La CGEM, initiatrice de ce débat, ne souhaite pas porter seule le poids d’un tel projet. «L’ensemble des parties prenantes doivent y prendre part. Avec les syndicats, nous nous ne sommes pas toujours d’accord, mais nous avons pu créer un espace de dialogue, sans avoir d’agenda caché», souligne Meriem Bensalah-Chaqroun, présidente de la CGEM. En plus des employeurs et des représentants des employés, qui doit prendre part à ce contrat? «Le salariat n’est pas l’activité dominante au Maroc. Un contrat doit donc aussi inclure d’autres pans de l’économie», rappelle Rahhou. Même son de cloche de Jaidi: les syndicats partout dans le monde souffrent «d’un déficit de crédibilité et de représentativité. Le taux de syndicalisation au Maroc stagne à 10%. Il faut donc élargir la représentativité des salariés». El Yazami appelle à multiplier les lieux de délibérations citoyennes pour renforcer les institutions. «Si on avait installé ces espaces, on aurait eu 36 instances au niveau des régions, 86 au niveau des conseils préfectoraux, 1.300 conseils de la parité et de l’égalité dans les conseils communaux», énumère le président du CNDH. Ces espaces manquant, et à défaut d’une confiance, les citoyens ont pris d’assaut de nouveaux moyens d’expression, en particulier les réseaux sociaux.
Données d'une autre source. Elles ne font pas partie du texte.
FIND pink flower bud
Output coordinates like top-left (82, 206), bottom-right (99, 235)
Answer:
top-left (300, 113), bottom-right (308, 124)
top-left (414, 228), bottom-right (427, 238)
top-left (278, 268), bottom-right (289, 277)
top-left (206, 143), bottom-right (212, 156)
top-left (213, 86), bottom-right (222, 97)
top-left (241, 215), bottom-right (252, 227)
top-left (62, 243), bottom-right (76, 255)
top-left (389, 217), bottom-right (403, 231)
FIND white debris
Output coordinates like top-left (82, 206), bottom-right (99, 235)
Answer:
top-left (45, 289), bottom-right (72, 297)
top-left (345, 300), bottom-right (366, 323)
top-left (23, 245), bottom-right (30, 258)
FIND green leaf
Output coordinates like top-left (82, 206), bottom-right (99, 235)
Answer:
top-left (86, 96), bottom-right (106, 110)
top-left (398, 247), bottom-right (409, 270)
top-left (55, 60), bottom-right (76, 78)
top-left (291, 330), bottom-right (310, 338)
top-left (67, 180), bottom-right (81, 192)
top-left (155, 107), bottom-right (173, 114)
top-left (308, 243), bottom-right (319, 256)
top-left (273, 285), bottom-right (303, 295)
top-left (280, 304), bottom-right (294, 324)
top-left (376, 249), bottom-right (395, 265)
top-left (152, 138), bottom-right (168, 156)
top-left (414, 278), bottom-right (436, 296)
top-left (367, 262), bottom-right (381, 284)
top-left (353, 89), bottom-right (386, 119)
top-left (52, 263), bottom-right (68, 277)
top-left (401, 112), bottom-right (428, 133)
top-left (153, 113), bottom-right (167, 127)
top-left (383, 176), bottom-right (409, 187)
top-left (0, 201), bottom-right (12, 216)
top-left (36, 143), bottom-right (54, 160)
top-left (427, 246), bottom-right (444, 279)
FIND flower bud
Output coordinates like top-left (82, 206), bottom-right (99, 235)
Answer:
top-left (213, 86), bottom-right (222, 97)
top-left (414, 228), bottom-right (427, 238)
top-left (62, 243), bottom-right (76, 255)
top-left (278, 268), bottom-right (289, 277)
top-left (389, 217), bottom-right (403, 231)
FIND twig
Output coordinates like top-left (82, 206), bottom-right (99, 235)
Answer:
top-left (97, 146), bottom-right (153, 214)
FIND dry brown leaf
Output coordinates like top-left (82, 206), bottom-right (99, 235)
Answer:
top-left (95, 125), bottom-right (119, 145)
Question n°5: Quels freins?
86% des entreprises ont moins de 10 salariés, 62% des entreprises ont moins de 3 salariés, alors que seul 1% des entreprises ont plus de 200 salariés. Ces chiffres rappelés par Benseddik indique une fragilité du tissu économique qui serait  à l’origine de cette vulnérabilité économique des salariés comme de leurs employeurs. Deuxième frein structurel, l’informel. «Ce sont les mêmes qui paient: les salariés et les entreprises structurées. Il faut élargir l’assiette et y inclure l’informel», préconise la présidente de la CGEM. Moukharik de l’UMT se joint à cet appel pour dénoncer «la contrebande sociale de certains entrepreneurs et la sous-déclaration à la CNSS. 47% des déclarés à la caisse gagnent moins que le SMIG. C’est inacceptable».


Larbi Jaidi
Professeur universitaire

Ce contrat doit apporter une réponse à la conflictualité actuelle exprimée dans les territoires, et permettre une stabilisation sociale. Un contrat, c’est un moyen pour mieux dialoguer avec la société. La société connaît des transformations de son mode de vie et de consommation, et aspire à une meilleure qualité de vie. Elle revendique plus de droits. Ce dialogue doit être ouvert et transparent».

Ahmed Rahhou
PDG du CIH et membre du CESE

Un contrat doit prendre en compte la dimension de la régionalisation pour élargir le champ aux territoires, et ainsi pouvoir intégrer les spécificités de chaque région. Ce document doit pouvoir nous permettre de disposer d’un cadre moins rigide au niveau du droit du travail en respectant aussi les spécificités sectorielles. L’objectif ultime est de restaurer la confiance entre les acteurs».